Алёшка до боли прикусил губу, как только мог спокойно сказал:
– Зачем на тарантасе? Пешком.
– А лошадь?
– Лошади не будет, Юрка…
Тонкое лицо Кобликова вспыхнуло и погасло, стало серым, как пепел. Алёшка видел в глазах Юрочки отчаянье, в сжатых губах – злость.
Юрочка с трудом разомкнул губы.
– Но ты понимаешь, что я договорился с Ниночкой?.. Можешь ты на один день забыть про свою идиотскую совесть?.. Я же сказал ей!.. Ну?! Мне завтра нужна лошадь. Только завтра!..
– Нет, Юрка. Если хочешь, я сам извинюсь перед твоей Ниночкой. Но лошадь больше не возьму.
Юрочка как будто застыл. Потом медленно высыпал из горсти песок, отряхнул руки, сказал как будто даже задумчиво:
– Чуха интеллигентная, вот ты кто! В святые метишь! Не попадёшь. Нив святые, ни в герои. Пуп у тебя не тот, надорвёшь. Чуха! Тьфу!..
Юрочка вскочил.
Алёшка видел, как в бешенстве он взбирался на берег и песок летел из-под его новых жёлтых сандалий, точно из-под копыт коня.
3
– Алёшенька, ты… влюбился?..
Елена Васильевна положила руку на плечо сына и, не вполне уверенная в своей правоте, легонько прижала Алёшку к себе.
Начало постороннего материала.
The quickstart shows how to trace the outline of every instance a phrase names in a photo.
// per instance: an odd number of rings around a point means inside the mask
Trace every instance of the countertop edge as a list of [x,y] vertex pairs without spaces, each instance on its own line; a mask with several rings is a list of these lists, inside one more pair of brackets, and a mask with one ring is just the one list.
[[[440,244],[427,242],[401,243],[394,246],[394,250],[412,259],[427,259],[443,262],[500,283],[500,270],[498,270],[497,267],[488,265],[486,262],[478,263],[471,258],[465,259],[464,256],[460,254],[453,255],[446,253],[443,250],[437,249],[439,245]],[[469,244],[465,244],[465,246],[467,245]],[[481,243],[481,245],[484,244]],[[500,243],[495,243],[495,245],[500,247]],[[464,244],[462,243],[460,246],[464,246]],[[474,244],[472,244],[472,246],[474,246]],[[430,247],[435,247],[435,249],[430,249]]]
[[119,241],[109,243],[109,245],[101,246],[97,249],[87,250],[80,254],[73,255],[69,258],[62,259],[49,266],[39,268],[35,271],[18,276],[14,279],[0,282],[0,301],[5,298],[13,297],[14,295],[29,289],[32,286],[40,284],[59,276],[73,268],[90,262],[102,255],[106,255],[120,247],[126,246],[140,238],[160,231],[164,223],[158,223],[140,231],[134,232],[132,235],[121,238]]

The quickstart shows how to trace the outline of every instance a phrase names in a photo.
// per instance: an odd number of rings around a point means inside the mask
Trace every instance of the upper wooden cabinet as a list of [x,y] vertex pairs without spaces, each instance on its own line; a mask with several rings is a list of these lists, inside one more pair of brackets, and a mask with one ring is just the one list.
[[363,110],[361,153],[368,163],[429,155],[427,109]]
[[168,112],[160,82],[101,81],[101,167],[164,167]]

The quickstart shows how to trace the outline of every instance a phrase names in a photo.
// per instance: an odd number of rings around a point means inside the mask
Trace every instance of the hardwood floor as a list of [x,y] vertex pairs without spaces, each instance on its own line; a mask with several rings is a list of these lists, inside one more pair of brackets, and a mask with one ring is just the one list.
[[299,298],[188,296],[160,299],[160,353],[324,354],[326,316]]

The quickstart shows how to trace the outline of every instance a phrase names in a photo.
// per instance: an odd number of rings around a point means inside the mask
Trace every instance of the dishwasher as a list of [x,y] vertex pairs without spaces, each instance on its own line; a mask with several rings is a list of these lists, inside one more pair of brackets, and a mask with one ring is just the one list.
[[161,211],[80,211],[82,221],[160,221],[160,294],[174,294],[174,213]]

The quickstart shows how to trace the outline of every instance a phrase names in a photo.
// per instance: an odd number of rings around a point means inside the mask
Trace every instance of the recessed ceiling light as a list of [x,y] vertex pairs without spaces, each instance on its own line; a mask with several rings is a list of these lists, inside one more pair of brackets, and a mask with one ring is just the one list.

Открытый, весь ещё в мальчишеских веснушках, Алёшкин лоб покраснел, покраснели тёмные от загара, похудевшие щёки, высокая шея, с резким выступом гортани. Он стоял у плиты, вытирал только что вымытую посуду. Елена Васильевна видела, как его лёгкая, с широкой кистью рука замерла, зажав в полотенце ложку. Он молчал и не поднимал глаз, потом вытер ложку, осторожным движением, не тревожа на своём плече её руку, положил ложку на плиту.
– Было бы лучше, если б влюбился, – сказал он и усмехнулся непривычной горькой усмешкой.
Елена Васильевна, как свою, почувствовала лежащую на душе сына тяжесть. Она хотела спросить, что тревожит его, но сын мягко попросил:
– Не надо, мама… Я попробую разобраться сам, ладно?..
Он почти касался пухлыми губами её щеки. Елена Васильевна неожиданно для себя увидела, что всегда голубые Алёшкины глаза потемнели до серости, взгляд их был тревожен и как будто направлен в себя.
Алёшка изменился после того, как побывал у них в доме Юра Кобликов. Вот уже почти неделю Елена Васильевна с тревогой наблюдала за сыном. В то необычное утро он вышел из комнаты поздно, когда Иван Петрович уже отправился на работу, робко вошёл в кухню. Лохматая голова с зализом на виске, угрюмое лицо, помятое в неспокойном сне, какие-то неуверенные движения, – это был другой Алёша. Комкая в руке полотенце, он на цыпочках шёл к умывальнику, как будто боялся в своём доме кого-то разбудить. У стола он увидел Елену Васильевну, смутился. «Доброе утро, мама», – сказал он и поспешно прошёл в уборную.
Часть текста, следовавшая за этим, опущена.